Dans ce chapitre, il est suggéré d'étendre le dispositif d'astreinte administrative créé par la loi ALUR : des astreintes seraient désormais possibles dans le cadre de l'ensemble des procédures de police spéciale de lutte contre l'habitat indigne, et non plus uniquement en cas de prescription de travaux, comme c'est le cas actuellement. Par la même occasion, il est proposé de renforcer les moyens des collectivités pour agir réellement en matière de détection, notamment en permettant aux EPCI de percevoir désormais le montant des astreintes prononcées en complément des arrêtés d'insalubrité.

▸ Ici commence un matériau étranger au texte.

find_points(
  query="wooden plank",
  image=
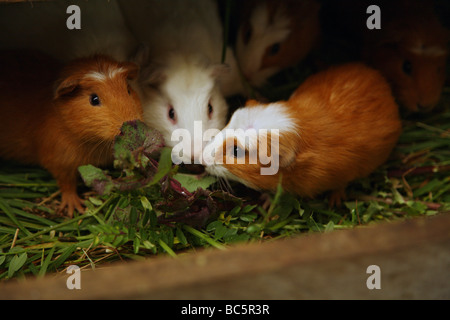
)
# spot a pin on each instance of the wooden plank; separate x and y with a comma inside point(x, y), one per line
point(413, 256)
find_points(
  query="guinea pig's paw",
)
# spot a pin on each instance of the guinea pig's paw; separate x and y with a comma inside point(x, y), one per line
point(336, 197)
point(71, 201)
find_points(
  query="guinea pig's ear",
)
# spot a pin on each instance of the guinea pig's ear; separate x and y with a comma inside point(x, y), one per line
point(65, 87)
point(219, 70)
point(132, 69)
point(252, 103)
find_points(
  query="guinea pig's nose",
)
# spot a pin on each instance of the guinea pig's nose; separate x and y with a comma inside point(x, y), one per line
point(424, 108)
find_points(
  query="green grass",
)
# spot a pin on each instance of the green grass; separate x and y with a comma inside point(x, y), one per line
point(128, 226)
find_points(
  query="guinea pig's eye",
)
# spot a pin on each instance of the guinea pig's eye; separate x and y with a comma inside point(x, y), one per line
point(94, 100)
point(237, 151)
point(407, 67)
point(210, 110)
point(274, 49)
point(171, 114)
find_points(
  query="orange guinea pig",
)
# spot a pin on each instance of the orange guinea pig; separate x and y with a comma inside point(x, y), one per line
point(62, 117)
point(410, 50)
point(338, 126)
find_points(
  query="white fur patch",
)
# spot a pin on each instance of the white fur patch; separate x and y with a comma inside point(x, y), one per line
point(272, 116)
point(100, 76)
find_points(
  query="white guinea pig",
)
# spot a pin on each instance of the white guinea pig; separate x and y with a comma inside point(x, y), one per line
point(274, 35)
point(183, 95)
point(181, 68)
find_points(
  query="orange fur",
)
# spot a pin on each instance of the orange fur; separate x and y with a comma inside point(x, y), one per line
point(410, 25)
point(58, 128)
point(348, 125)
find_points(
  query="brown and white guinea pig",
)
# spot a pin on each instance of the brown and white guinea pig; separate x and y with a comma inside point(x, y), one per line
point(338, 126)
point(62, 117)
point(410, 50)
point(274, 35)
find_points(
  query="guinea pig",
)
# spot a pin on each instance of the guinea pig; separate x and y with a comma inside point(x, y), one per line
point(274, 35)
point(410, 50)
point(338, 126)
point(181, 76)
point(63, 116)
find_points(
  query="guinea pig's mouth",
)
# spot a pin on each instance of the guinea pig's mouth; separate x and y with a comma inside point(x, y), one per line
point(193, 168)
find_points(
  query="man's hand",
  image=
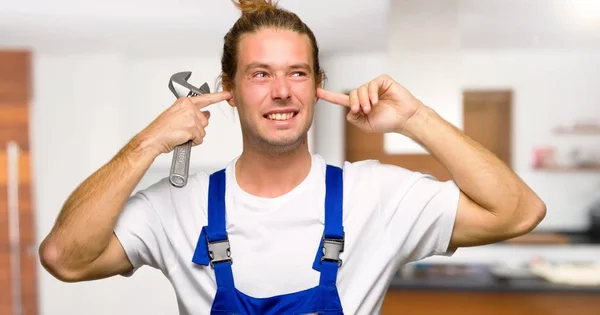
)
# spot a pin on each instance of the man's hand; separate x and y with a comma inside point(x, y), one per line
point(181, 122)
point(381, 105)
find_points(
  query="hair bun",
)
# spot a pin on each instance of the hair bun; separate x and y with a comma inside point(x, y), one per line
point(254, 6)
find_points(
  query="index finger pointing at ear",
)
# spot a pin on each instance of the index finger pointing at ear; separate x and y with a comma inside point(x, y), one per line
point(333, 97)
point(210, 98)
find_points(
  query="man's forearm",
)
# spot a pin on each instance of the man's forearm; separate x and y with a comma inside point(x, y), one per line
point(481, 175)
point(85, 224)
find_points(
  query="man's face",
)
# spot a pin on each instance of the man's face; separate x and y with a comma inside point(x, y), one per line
point(274, 88)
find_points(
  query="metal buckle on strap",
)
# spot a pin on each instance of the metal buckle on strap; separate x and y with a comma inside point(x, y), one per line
point(332, 248)
point(219, 252)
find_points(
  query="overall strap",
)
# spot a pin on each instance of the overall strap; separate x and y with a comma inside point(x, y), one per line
point(213, 244)
point(332, 245)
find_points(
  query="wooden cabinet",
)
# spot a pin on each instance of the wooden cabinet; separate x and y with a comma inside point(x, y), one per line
point(428, 302)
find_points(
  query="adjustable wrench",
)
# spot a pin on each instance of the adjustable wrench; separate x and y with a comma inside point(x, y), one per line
point(180, 166)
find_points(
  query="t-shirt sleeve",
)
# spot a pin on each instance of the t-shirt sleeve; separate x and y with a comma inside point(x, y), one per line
point(418, 211)
point(140, 229)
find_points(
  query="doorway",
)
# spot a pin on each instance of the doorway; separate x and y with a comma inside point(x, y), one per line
point(18, 254)
point(487, 118)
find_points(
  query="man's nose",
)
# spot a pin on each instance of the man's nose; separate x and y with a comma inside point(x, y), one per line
point(281, 88)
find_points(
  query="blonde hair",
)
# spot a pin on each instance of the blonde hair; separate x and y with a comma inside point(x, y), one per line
point(257, 14)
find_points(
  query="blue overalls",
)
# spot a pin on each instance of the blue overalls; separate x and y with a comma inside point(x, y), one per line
point(213, 249)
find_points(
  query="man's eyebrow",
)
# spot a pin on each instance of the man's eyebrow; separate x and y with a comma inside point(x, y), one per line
point(301, 65)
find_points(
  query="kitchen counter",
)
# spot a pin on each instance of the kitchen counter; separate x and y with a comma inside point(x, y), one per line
point(475, 290)
point(478, 278)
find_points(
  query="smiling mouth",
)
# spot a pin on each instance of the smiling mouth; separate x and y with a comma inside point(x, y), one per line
point(281, 116)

Le souhait est également d'améliorer les outils de traitement des copropriétés dégradées en simplifiant leur mise en oeuvre et en facilitant les opérations de relogement des ménages dans le cadre des requalifications.

Dans le projet de loi ÉLAN, il est proposé, enfin, d'instaurer une présomption de revenusissus de la mise à disposition de logements indignes, à l'image de ce qui est pratiqué en matière de trafic de drogue ou de contrefaçon, par exemple. Ce renversement de la charge de la preuve permettra à l'administration fiscale et aux juges de présumer que les prévenus ont perçu de l'argent de leur activité illégale et de les sanctionner en conséquence. Actuellement, les marchands de sommeil, qui ont souvent les moyens de s'offrir une défense très onéreuse, parviennent trop souvent à paraître insolvables. Cette disposition permettra de faciliter les condamnations et de garantir l'efficacité des sanctions existantes. J'ai pour ma part confiance dans les effets dissuasifs de ce renforcement de la pression financière sur ces trafiquants.

Ainsi, le projet de loi ÉLAN, que nous examinerons très prochainement, offre des solutions ambitieuses et précises aux difficultés rencontrées par ceux qui luttent au quotidien contre les marchands de sommeil. Nous aurons le loisir de le discuter et de l'amender. Telle sera notre responsabilité.

En tout cas, mes chers collègues, le fléau des marchands de sommeil mine profondément la vie de trop de nos concitoyens pour recevoir une réponse partielle, hasardeuse ou approximative. La question mérite que nous prenions le temps d'en débattre plus longuement au cours de l'examen à venir du projet de loi ÉLAN, plutôt que d'adopter à la hâte une proposition de loi mal adaptée. C'est précisément parce que je sais que nous mesurons tous la gravité du problème que je vous appelle à voter pour cette motion de renvoi en commission.